Logo recognition is the task of identifying a specific logo and its location in images or videos. It helps create a safe and trustworthy shopping experience, for instance by recognizing images containing offensive symbols or corporate trademarks.
Logo recognition poses challenges that other image classification problems, such as recognizing cat or dog species, don’t, since the number of logo classes is typically an order of magnitude larger. Additionally, new logos, trademarks, and symbols are constantly being created.
In a paper my colleague Mark Hubenthal and I are presenting at the 2023 Winter Conference on Applications of Computer Vision (WACV), which starts next month, we address the problem of zero-shot logo recognition, where we do not have access to all the possible types of logos during model training.
The standard solution to this problem has two stages: (i) detecting all the possible image regions that might contain a logo and (ii) matching the detected regions against an ever-evolving set of logo prototypes. The matching process is challenging, especially for logos that are very similar to other logos or that contain a lot of text.
Our paper makes two major contributions. First, we demonstrate that leveraging image-text contrastive pretraining, which involves aligning the representation of an image with its text description, significantly alleviates the challenges of text-heavy logo matching. Second, we propose a metric-learning loss function — that is, a loss function that learns from the data how to measure similarity — that better separates highly related logo classes.
In experiments on standard open-source logo recognition datasets, we compared our approach to the existing state of the art. We measured performance according to recall, or how often a model is able to identify the exact logo class compared to the total attempts. Our method achieves a new state of the art on five public logo datasets, with a 3.5% improvement in zero-shot recall on LogoDet3K test, 4% on OpenLogo, 6.5% on FlickrLogos-47, 6.2% on Logos In The Wild, and 0.6% on BelgaLogo.
Contrastive learning
Traditionally, logo recognition is treated as a specific instance of the general object detection problem. However, most commercial object detection systems assume a constant set of classes or categories during both training and inference. That assumption is often violated in logo recognition, due to new design patents and trademarks being registered or new offensive symbols being created in online forums.
Zero-shot logo recognition relies heavily on an embedding model for matching query regions against a constantly evolving set of cropped logo images. In previous work, Amazon researchers discovered that traditional pretrained computer vision models did a poor job representing text-heavy logo classes. They proposed using a separate text pipeline to extract the text in the image via optical character recognition (OCR) and using the text to augment a vision-based embedding.
In a number of recent works, researchers have discovered that image-text contrastive training — a type of metric learning — can help visual embedders implicitly recognize text in images. In contrastive training, a model is fed pairs of training examples; each pair contains either two positive examples or one positive example and one negative. The model learns to not only cluster positive examples together but to push positive examples away from negative examples.
In contrastive training, negative examples are typically chosen at random. But we further improve the separability of very similar logos by mining the training data for hard-negative examples — logos whose associated texts are similar to those associated with logos of different classes.

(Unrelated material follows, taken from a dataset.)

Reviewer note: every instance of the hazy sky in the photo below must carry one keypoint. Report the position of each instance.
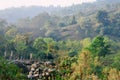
(17, 3)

For instance, “Heinz” is a hard negative for “Heineken”, since they share the same four starting letters.
During training, we explicitly pair positive examples with their hard negatives, to encourage the model to distinguish logos with similar texts. The combination of contrastive training and hard-negative example pairing is what enabled our model to establish new benchmarks in logo recognition.
Separately, we have used this approach to train a logo embedder on a much larger set of logo images. A currently deployed system using this embedding model is used to surface Climate Pledge Friendly-eligible products for human review by recognizing sustainability-related logos in product images. The same system is also used to identify images containing certain prohibited content or offensive symbols. Notably, our system can act on new offensive symbols as they are identified, without the need for any updates in our architecture.